The timing matters. South Africa's National Water and Sanitation Master Plan, launched in 2019 and updated in 2023, set a deadline of December 2025 to eliminate basic water backlogs in all metros. That deadline passed. Johannesburg, home to roughly 6 million people and the commercial engine of the continent, missed it. Meanwhile, the ANC-DA coalition running Gauteng has staked political credibility on visible service-delivery wins ahead of the 2026 municipal review cycle, making the water file politically radioactive.
The air-quality picture is equally grim. The South African Air Quality Information System recorded PM2.5 particulate levels above 35 micrograms per cubic metre on 61 days in the greater Joburg area during the first half of 2026 — a threshold the World Health Organisation classifies as unhealthy for sensitive groups.

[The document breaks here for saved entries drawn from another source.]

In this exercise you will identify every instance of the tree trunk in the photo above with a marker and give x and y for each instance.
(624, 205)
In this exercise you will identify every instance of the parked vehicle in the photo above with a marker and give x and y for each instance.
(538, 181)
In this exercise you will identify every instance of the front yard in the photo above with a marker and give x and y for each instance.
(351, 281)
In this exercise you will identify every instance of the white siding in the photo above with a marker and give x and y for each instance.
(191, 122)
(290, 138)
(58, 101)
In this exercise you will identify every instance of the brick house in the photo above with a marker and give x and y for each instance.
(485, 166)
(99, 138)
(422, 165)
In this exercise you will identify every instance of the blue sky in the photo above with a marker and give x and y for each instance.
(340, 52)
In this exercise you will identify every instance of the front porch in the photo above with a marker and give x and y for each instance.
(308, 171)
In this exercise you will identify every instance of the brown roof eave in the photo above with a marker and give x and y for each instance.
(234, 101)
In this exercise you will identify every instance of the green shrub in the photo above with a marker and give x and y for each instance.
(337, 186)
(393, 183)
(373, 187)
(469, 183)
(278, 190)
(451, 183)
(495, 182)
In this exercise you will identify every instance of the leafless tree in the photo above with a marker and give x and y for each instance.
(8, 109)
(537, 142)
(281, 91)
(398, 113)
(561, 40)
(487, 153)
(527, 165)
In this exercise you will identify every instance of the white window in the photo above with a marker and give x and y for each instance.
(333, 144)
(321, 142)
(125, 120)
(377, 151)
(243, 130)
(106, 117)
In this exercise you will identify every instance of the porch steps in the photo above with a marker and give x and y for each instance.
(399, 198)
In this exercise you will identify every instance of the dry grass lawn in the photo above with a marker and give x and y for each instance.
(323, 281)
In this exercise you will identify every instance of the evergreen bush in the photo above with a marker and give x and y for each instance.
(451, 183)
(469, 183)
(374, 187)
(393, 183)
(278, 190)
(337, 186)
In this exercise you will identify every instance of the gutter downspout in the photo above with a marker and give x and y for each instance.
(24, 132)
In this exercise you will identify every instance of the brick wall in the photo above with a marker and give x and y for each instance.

The Vaal Triangle airshed, which bleeds pollution northward into southern Johannesburg suburbs like Turffontein and Glenvista, has been classified a priority area by the Department of Forestry, Fisheries and the Environment since 2006. Twenty years of classification have produced marginal improvement. Eskom's Lethabo power station, 70 kilometres south of the CBD, remains the single largest industrial emitter feeding that corridor.
What Other Cities Have Actually Done
The comparison is uncomfortable but instructive. Lagos, a city of comparable size and infrastructure debt, launched a Water Sector Reform Programme in 2021 backed by a $500 million World Bank facility. By mid-2025 the Lagos State Water Corporation had reduced non-revenue water losses from 54 percent to 41 percent across its Island network — still high, but measurably moving. Nairobi's Athi Water Works Development Agency cut its pipe-leakage rate in the Westlands and Lavington corridors by ring-fencing a dedicated maintenance levy in the 2022-23 budget cycle. The levy — equivalent to roughly R18 per household per month — was politically unpopular but survived legal challenge.
On air quality, Delhi's Graded Response Action Plan, operational since 2017, is frequently cited as a cautionary tale as much as a model: enforcement collapsed repeatedly. But the plan's core mechanism — tiered industrial shutdowns triggered by real-time monitoring data — is precisely what Johannesburg lacks. The city's own Air Quality Management Plan, adopted in 2021, calls for 24 real-time monitoring stations across the metro by 2025. As of June 2026, nine are operational.
What the City Says It Will Do Next
The City of Johannesburg's Group Corporate and Shared Services directorate confirmed this week that a R2.3 billion emergency infrastructure allocation, approved in the May adjustment budget, will target bulk water main replacements in Diepsloot, Orange Farm, and the Soweto bulk supply zone over the next 18 months. The Joburg Water entity has also signed a technical assistance agreement with the German development agency GIZ, effective from August 2026, to run a pressure management pilot on the Alexandra township reticulation network.
For residents, practical options are limited but not absent. The South African Human Rights Commission's Johannesburg regional office, based on Simmonds Street in the CBD, accepts water and sanitation complaints that can compel municipal response within 30 days under the Water Services Act. The Vaal Environmental Justice Alliance, which has litigated against Lethabo emissions before, is preparing a fresh application to the Mpumalanga High Court this quarter. Neither path is fast. But residents who have documented outages with timestamped photographs and logged formal complaints through the City's C3 notification system report a measurably faster tanker response than those who rely on ward councillors alone.